Leveraging Queue Traffic Shadowing for Refactoring Purposes

August 13, 2024

Blogs

Refactoring a software system can be a daunting task, especially when dealing with microservices and complex workflows. However, queue traffic shadowing offers a powerful solution to refactor your system while minimizing downtime and ensuring that new changes do not disrupt the existing processes. In this comprehensive guide, we'll dive deep into the technical requirements, implementation steps, and benefits of traffic shadowing, using a real-world case study to illustrate the process.

Understanding Traffic Shadowing

Traffic shadowing is a technique that enables you to test new features or entire applications using production traffic before releasing them to production. By duplicating the traffic from the production path to the new application or feature, you can monitor how the new changes perform under real-world conditions without affecting the actual production environment.

Why Traffic Shadowing?

Minimize Downtime: Ensures that your system remains operational while you test and implement new features.
Error Detection: Identifies potential bugs and issues in the new feature before it goes live.
Performance Monitoring: Observes how the new feature behaves under actual traffic, helping in performance tuning.
Customer Satisfaction: Reduces the risk of releasing buggy or unstable features to end-users.

The Case Study: A Real-World Example

In our scenario, a customer needed significant changes to one of the major flows in the system. They wanted parts of the flow to be toggleable and parameterizable, aiming for:

No bugs at all.
Minimal deviation in results between old and new versions.
Minimum system downtime.
Uninterrupted development pace for other teams.

Technical Requirements and Challenges

The refactoring involved extensive changes across various parts of the code, including:

Data retrieval for the process.
Initial selection and preparation of the data.
Actual processing of the data.

This seemingly simple task turned into a massive refactoring operation, requiring careful planning to avoid downtime and maintain other teams' productivity.

Implementing Traffic Shadowing

Implementing traffic shadowing involves several key steps.
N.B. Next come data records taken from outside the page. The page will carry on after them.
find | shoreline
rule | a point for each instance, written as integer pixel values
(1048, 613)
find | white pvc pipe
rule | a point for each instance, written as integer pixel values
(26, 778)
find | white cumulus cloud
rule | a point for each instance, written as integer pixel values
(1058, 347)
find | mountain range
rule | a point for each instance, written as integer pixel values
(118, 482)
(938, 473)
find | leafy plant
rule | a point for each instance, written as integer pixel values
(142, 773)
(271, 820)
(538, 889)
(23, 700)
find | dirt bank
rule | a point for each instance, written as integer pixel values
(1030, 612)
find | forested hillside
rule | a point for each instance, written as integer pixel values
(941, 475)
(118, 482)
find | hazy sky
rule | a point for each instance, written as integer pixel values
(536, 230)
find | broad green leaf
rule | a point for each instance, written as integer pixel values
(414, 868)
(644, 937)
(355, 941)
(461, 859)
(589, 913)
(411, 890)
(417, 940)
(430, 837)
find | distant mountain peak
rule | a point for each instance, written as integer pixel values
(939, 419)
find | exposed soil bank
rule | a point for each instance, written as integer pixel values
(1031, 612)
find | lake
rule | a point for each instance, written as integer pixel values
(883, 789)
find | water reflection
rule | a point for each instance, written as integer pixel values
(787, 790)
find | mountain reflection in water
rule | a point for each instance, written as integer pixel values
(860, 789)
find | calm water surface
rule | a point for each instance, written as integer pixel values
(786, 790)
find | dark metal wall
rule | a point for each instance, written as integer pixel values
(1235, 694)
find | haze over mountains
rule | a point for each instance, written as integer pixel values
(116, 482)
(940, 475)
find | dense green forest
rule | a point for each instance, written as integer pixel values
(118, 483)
Let's break them down:

1. Getting Traffic to Test Clusters

The first step is to route part of the production traffic to the test clusters without impacting the critical path. This involves duplicating the traffic and sending it to the new application or feature.

2. Annotating Traffic

Once the traffic reaches the test cluster, it's essential to mark it as shadowed traffic to differentiate it from actual production traffic. This helps in monitoring and analysis.

3. Comparing Live and Test Traffic

Compare the results of live service traffic with that of the test cluster post-shadowing. This helps in identifying discrepancies and ensuring that the new feature performs as expected.
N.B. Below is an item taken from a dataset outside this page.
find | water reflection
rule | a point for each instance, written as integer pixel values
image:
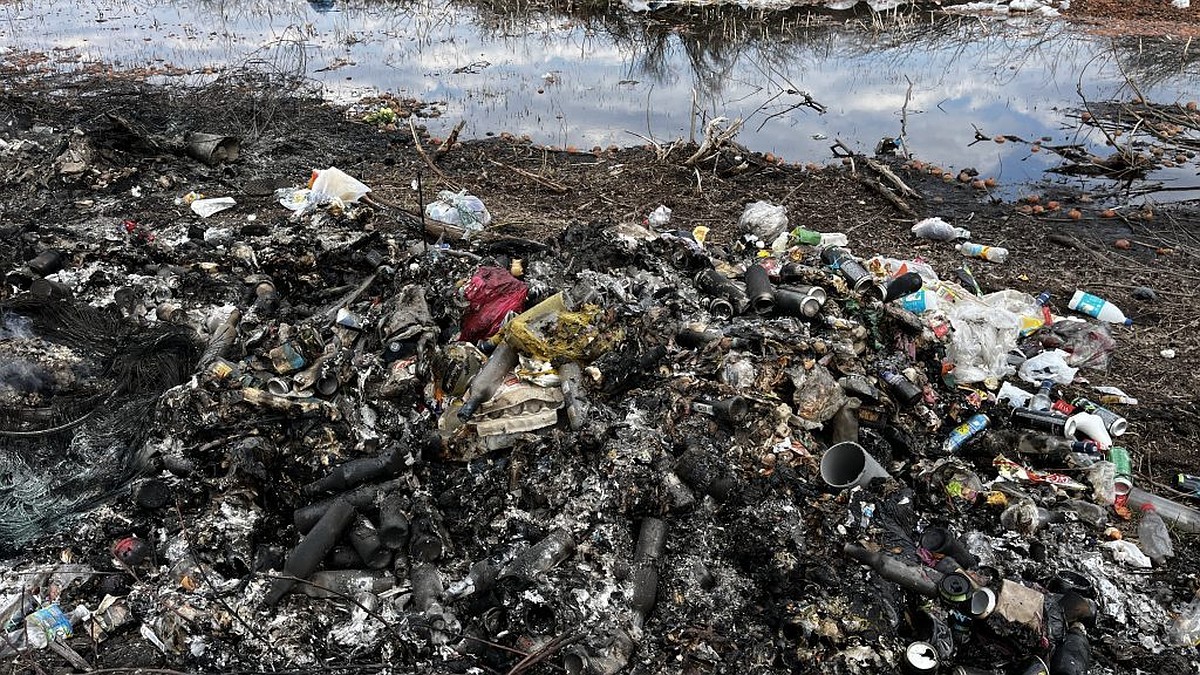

4. Stubbing Collaborating Services

For certain test profiles, stub out collaborating services to isolate the functionality being tested. This helps in focused testing and analysis.
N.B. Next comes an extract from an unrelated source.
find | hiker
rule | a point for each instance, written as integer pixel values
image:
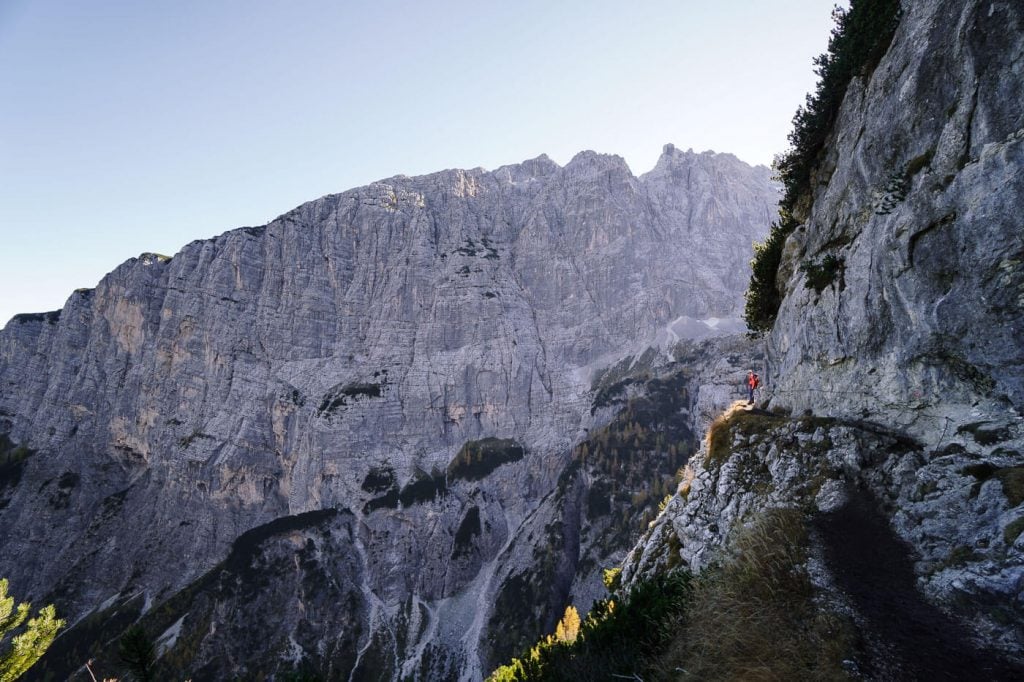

5. Database Virtualization and Materialization

Virtualizing the test cluster’s database and materializing it helps in ensuring that the test environment mimics the production environment closely. This helps in accurate testing and analysis.

Our System Architecture

The system we developed consisted of several microservices, with one microservice triggered by queue messages being the focal point of our refactoring. These messages passed through several stages:

Aggregation in a single queue.
Distribution across priority queues based on priority.
Final processing into rows in an SQL database.

We created a separate queue to redirect traffic for the refactored flow, added consumers to this queue, and controlled the traffic redirection with a configurable switch. This setup allowed us to manage the load and seamlessly switch between the old and new flows without affecting the overall system.

Deployment and Testing

We deployed our system across three environments:

Test Environment: Used for regression and integration tests with anonymized data and real resources.
Development Environment: A sandbox for the customer to verify feature functionality with anonymized production data.
Production Environment: The live environment where actual user traffic is handled.

These environments were isolated from each other, ensuring that real data was only present in the production environment.

Execution and Iterative Improvements

We implemented the necessary changes and tested them extensively. During the testing phase, we identified and fixed several bugs. Each iteration involved:

Deploying the refactored flow to production.
Redirecting traffic to the alternative flow.
Monitoring results and fixing discrepancies.
Repeating the process until satisfactory results were achieved.

This approach ensured no downtime and allowed us to continuously refine the refactored flow based on real-world feedback.

Final Deployment and Clean-Up

Once the customer approved the changes, we removed the old flow and cleaned up the temporary structures used for traffic shadowing. We also updated our regression and integration tests to align with the new flow.

Conclusion

Refactoring using traffic shadowing proved to be highly effective. It allowed us to meet our customer's stringent requirements related to downtime and feature stability. Additionally, we could iteratively improve the new flow based on real-world feedback without disrupting other development activities.

From a developer's perspective, traffic shadowing offers a robust method to test and deploy new features in a live environment safely. While it may pose implementation challenges, the benefits it brings in terms of error detection, performance monitoring, and overall system stability make it a worthwhile endeavor.